Msg 8976, Level 16, State 1, Line 1
Table error: Object ID 325576198, index ID 5, partition ID 72057594043498496, alloc unit ID 72057594044940288 (type In-row data). Page (1:3874) was not seen in the scan although its parent (1:3888) and previous (1:3873) refer to it. Check any previous errors.
Msg 8978, Level 16, State 1, Line 1
Table error: Object ID 325576198, index ID 5, partition ID 72057594043498496, alloc unit ID 72057594044940288 (type In-row data). Page (1:3875) is missing a reference from previous page (1:3874). Possible chain linkage problem.
CHECKDB found 0 allocation errors and 4 consistency errors in table 'FactInternetSales' (object ID 325576198).
CHECKDB found 0 allocation errors and 4 consistency errors in database 'CorruptAdventure'.
repair_allow_data_loss is the minimum repair level for the errors found by DBCC CHECKDB (CorruptAdventure).
Just as I suspected corruption. We got the Database ID and page number from Suspect_Pages and DBCC CHECKDB just verified that the page is indeed corrupt. Now we can find exactly what type of data is corrupted, which will determine our strategy for handling it. We have the Object ID and Index ID for the DBCC CHECKDB Scan.
We can do a query against sys.indexes joined to sys.objects using the IndexID, 5, and ObjectId, 32576198, provided. We will get the table name, index name, and index type.
o.name as TableName
,i.name as IndexName
left join sys.objects o
Our corruption is on a non-clustered index. If you ever get corruption this is one of the easiest types to fix. We drop our non-clustered index and re-create it, and it should fix everything.

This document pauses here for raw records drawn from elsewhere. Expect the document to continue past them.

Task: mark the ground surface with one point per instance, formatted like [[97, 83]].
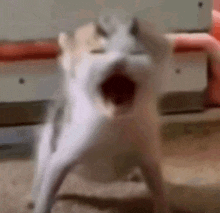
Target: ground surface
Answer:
[[191, 168]]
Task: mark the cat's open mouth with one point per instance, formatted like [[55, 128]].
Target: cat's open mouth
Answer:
[[118, 88]]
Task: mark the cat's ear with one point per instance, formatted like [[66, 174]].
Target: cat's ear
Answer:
[[106, 24], [64, 40]]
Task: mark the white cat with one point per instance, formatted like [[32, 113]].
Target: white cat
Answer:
[[108, 111]]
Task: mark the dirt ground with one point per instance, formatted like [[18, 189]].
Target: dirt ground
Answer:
[[191, 168]]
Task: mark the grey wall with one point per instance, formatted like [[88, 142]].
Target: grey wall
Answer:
[[34, 19]]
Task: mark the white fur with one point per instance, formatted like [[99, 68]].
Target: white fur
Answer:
[[98, 135]]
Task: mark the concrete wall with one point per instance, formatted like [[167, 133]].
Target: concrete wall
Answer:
[[34, 19]]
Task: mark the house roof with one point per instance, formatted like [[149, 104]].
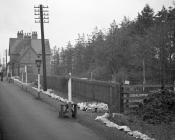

DROP INDEX IX_FactInternetSales_OrderDateKey ON dbo.FactInternetSales
CREATE NONCLUSTERED INDEX IX_FactInternetSales_OrderDateKeyON dbo.FactInternetSales
Now let’s Run DBCC CHECKDB to get a clean bill of health.
DBCC CHECKDB(CorruptAdventure) WITH NO_INFOMSGS
Excellent, looking at our TDE status it still hasn’t moved.
The TDE encryption scan should have paused when the Checksum error occurred. In case it didn’t you can manually pause the encryption scan and reset it with Trace Flag 5004. Turning Trace Flag 5004 on will stop the encryption scan right where it is. You then need to turn Trace Flag 5004 off so you can re-issue the encryption command and watch it commence. You might not need to use Trace Flag 5004, but I like to play this one on the safe side.
ALTER DATABASE CorruptAdventure
SET ENCRYPTION ON
Let’s check our encryption status.
We are progressing again, and it looks like now we’ve completed! Excellent, not only did we get our database encrypted but we were able to fix corruption that we were not previously aware of. One last peek at our TDE scan and we see it is complete and our encryption_status is now 3, no longer stuck at 2.
Well my plane just arrived, so that’s all for now Dear Reader, as always Thanks for stopping by.